Отец молчит. Его брови движутся, как вороновые крылья. Потом, не глядя на Цонкова, заявляет, что у него на заводе железа для оград нет и что он уже сказал об этом Миленкову. Цонков вертит в руке пустую кофейную чашку.
— От Миленкова многое зависит. Например, капиталовложения для реконструкции… смотря как он будет докладывать… А на складе есть обрезки труб, в отходах.
Отец не отвечает, но в это время раздается звонок. Он явно обрадован.
Я иду открывать. На пороге появляется доктор Енев, «наш доктор», как зовут его дома. Он сует мне длинную руку:
— Ваши дома?
— Дома, дядя Максим, проходи.
— Ты что-то похудел, парень, спать надо больше. Или любовь покоя не дает?
Он снимает плащ и проходит вперед — высокий, слегка сутулый, сухопарый и элегантный в своем старом коричневом костюме. Войдя в гостиную, делает общий поклон и садится в третье кресло. Устало вздыхает, не открывая рта.
— Я вас перебил, прошу прощения. Если хотите, чтобы я сидел смирно, дайте рюмку сливовой, домашней…
— Нашего полку прибыло, — ухмыляется дед и прихлебывает из своей рюмки.
Мама наливает водку. Доктор выпивает рюмки в один присест, мотает головой и вытирает рот тыльной стороной ладони, — совсем как батя Апостол, когда тот выцедит последнюю каплю из своей лимонадной бутылки. От улыбки на темном, словно обожженном, лице появляются новые морщинки.
— Мадам Цонкова, ноты пишут не для того, чтобы их читали, а чтобы по ним играли.
— Настроение не то, — отвечает та. Цонкова — пианистка, до замужества выступала с концертами. — Да и я не в форме.
— А-а-а… Жаль.
— Еще налить? — спрашивает мама.
— Нет, спасибо.
Доктор потирает руки, на минуту прикрывает глаза. Он всегда утомлен, — во всяком случае, всегда, когда приходит к нам. Руки у него, как у музыканта — крупные ладони, длинные сильные пальцы. Они чем-то похожи на руки Цонковой.
— Максим, сколько метров кишок сегодня вырезал? — с сочувствием спрашивает отец.
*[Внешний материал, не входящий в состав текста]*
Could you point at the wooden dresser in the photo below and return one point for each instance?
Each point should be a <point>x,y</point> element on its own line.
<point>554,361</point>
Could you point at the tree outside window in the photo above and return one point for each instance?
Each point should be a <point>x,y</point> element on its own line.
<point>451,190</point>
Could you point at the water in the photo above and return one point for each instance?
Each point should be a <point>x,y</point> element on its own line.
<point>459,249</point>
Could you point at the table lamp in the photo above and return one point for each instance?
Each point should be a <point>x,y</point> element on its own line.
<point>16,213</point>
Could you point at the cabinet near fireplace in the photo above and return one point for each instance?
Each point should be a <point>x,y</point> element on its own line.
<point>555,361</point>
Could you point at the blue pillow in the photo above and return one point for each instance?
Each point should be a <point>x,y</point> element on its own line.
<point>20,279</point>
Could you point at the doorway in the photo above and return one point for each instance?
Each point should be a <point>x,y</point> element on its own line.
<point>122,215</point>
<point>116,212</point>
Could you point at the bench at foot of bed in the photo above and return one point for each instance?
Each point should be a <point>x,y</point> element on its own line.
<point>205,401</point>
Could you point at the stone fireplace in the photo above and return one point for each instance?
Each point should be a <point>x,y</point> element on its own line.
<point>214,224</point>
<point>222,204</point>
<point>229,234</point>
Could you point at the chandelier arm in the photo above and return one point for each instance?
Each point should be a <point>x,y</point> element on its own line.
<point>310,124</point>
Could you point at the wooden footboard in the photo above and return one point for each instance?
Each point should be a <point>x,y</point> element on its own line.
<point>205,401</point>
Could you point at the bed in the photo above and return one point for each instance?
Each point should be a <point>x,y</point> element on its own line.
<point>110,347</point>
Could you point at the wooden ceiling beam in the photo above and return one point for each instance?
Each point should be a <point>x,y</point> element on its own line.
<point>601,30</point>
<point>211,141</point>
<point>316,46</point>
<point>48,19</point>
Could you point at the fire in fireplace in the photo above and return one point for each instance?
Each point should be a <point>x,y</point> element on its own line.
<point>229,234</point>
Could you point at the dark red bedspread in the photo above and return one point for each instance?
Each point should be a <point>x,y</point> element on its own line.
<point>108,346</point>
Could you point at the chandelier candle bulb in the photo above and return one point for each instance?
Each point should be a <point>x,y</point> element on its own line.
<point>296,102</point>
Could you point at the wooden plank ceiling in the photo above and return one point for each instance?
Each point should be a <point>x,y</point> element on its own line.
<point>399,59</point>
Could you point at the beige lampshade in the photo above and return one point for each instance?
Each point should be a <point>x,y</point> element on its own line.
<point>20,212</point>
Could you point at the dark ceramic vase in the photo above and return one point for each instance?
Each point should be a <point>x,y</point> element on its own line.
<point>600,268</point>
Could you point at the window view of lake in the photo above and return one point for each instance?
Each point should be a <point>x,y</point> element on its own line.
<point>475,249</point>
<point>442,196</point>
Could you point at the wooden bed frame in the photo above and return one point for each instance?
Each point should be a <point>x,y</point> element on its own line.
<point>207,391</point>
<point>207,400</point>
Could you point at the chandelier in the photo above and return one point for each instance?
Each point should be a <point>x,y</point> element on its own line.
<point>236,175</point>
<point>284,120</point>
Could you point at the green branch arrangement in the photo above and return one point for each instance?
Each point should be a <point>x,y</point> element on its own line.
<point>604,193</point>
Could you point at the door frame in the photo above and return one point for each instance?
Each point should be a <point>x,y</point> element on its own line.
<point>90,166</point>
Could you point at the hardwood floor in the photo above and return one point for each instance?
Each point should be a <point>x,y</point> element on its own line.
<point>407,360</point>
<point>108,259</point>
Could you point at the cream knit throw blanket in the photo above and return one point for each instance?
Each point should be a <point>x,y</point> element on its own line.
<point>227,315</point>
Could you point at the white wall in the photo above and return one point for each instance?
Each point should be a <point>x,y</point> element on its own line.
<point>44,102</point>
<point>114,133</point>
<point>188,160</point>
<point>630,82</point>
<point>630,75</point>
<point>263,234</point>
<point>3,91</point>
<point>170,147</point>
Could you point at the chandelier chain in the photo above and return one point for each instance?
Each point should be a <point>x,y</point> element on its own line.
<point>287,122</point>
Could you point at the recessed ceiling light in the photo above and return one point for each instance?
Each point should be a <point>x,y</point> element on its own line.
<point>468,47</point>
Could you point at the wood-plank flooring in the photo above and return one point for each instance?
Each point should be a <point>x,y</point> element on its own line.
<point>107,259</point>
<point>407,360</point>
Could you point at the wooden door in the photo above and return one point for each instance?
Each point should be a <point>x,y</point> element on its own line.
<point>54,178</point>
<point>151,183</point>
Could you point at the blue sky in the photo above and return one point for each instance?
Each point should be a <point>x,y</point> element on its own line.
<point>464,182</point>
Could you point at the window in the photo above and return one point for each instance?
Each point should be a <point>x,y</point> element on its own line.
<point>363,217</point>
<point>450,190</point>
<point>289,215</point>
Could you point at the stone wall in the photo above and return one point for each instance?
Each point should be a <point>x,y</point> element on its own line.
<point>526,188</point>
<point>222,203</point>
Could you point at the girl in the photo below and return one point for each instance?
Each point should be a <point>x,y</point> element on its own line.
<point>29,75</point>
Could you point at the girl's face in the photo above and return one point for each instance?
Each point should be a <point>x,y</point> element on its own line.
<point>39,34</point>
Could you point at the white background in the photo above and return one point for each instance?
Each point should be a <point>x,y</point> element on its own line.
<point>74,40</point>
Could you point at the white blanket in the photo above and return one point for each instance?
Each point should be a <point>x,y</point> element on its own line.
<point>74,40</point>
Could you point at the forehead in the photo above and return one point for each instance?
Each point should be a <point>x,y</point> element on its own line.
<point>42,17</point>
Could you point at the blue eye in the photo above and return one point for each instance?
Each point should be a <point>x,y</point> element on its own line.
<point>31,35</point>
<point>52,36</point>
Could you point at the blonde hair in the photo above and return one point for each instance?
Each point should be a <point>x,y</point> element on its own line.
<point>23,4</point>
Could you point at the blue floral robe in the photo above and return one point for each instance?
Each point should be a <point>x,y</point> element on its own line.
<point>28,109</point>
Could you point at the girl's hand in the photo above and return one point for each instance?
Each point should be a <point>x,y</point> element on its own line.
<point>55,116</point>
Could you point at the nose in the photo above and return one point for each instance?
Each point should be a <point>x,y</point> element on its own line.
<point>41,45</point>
— А, всего одну опухоль в горле. Четыре часа работы, и все безрезультатно… Зато сам желчью плевался…
— Неприятности?
— Да с этим, с главным. Перитонита от колик не отличит, зато по административной линии силен. Утром на пятиминутке только намекнул, а после обеда на совещании пошел в атаку: «Некоторые наши коллеги принимают в больнице частных пациентов. Например, доктор Енев». — Доктор беззвучно смеется. — Месяц назад я ему сказал пару ласковых слов наедине, так он теперь отыгрывается при всех.
Мама все же наливает ему еще. Он не возражает.
— И ты смолчал? — с возмущением спрашивает она.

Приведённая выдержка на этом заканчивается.